Nyce: But if you have the right cook at the helm, can you make equally good food on electric?

López-Alt: As with anything, it’s a matter of getting used to it. There are some things that you can’t do. For example, when you’re stir-frying, or searing a chicken breast, and then making a pan sauce, you want to be able to adjust the heat on the go.

To be able to do that on an electric coil, you have to shift the pan on and off the element, because if you just leave it there and turn the dial, the coil is still going to be blazing hot for a long time. So you might end up hurting your chicken skin.

That’s one of the difficulties of electric coils. But some of the best restaurants in the world use solely induction.

Nyce: What are the styles of cuisine—and the specific foods—where it really would be hard to give up gas?

López-Alt: So certainly, some types of wok-cooked dishes, particularly ones that rely on that smoky wok hei flavor that comes from the aerosolized oil actually igniting in the gas flame, like a Cantonese-style chow fun. Or fried rice, for example, would have that sort of smoky flavor that you can’t get out of induction. But for most wok cooking, you don’t need it. There’s plenty of homestyle dishes that don’t have that flavor. For my Wok book tour, I brought around an induction wok cooktop. And it works just fine.           

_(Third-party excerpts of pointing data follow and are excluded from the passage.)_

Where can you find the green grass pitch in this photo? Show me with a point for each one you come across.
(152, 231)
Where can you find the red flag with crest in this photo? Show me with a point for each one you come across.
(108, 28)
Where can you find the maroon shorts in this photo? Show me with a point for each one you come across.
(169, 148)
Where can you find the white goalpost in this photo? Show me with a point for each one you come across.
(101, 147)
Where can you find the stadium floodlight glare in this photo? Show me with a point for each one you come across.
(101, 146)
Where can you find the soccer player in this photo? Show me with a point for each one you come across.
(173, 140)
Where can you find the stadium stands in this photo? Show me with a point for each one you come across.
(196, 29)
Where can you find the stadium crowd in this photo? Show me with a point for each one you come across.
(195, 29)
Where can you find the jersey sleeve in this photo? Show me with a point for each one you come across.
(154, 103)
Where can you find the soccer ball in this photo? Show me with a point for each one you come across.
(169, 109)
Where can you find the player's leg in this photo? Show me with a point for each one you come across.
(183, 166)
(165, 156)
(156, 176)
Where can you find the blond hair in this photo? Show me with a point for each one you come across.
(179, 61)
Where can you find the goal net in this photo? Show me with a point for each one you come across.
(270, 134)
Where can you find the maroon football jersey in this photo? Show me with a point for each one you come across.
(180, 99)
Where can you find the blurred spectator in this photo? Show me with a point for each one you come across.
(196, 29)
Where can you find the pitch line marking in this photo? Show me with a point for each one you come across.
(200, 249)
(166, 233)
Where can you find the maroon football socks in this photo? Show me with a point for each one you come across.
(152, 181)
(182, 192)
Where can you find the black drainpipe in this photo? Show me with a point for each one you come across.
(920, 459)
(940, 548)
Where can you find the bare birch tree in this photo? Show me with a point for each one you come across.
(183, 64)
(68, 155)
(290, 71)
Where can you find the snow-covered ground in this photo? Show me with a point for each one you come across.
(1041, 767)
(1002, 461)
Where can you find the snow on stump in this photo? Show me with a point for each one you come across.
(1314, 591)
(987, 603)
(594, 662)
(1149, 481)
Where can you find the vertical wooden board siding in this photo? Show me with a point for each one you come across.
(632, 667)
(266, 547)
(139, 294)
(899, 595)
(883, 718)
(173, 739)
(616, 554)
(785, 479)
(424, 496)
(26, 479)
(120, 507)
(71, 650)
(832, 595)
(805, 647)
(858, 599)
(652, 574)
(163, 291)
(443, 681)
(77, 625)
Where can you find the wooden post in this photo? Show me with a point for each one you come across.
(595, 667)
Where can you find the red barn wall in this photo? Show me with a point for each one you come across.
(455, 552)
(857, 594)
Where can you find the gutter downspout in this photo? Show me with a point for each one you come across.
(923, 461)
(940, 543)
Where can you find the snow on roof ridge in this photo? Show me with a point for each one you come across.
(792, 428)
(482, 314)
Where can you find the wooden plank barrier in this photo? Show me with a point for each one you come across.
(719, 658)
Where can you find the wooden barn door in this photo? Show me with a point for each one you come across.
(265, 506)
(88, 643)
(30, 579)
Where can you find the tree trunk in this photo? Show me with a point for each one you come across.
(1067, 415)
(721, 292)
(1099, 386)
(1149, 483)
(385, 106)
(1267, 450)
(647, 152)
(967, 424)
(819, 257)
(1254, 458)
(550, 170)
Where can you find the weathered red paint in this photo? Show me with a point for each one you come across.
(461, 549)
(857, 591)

People have this idea that you can’t cook on a wok without a gas flame. But most of the recipes in my book work just fine without one. There are very few specific recipes where that gas flavor—that smoky flavor of burnt oil—is an important part of the seasoning of the dish.

What I often recommend to people who have electric or induction is, if you want to cook something like a beef chow fun, the way you can do it is to get a portable butane-gas range. And the few times that you want to make that dish, you can pull that out, put it under your hood, or take it outside. And then you have a little portable gas thing, even though the rest of your kitchen is all induction.

My house came with a gas range. If I were to design my kitchen from scratch, I would probably go induction these days.

[Read: The why of cooking]

So that’s wok cooking. For other cuisines … so, for example, today I’m making sopes, so Mexican. And for the salsa I’m making, you need to char peppers on a gas flame. That’s part of the flavor. So I’ve put the peppers directly over the gas flame and let them really char, until the outside gets blackened.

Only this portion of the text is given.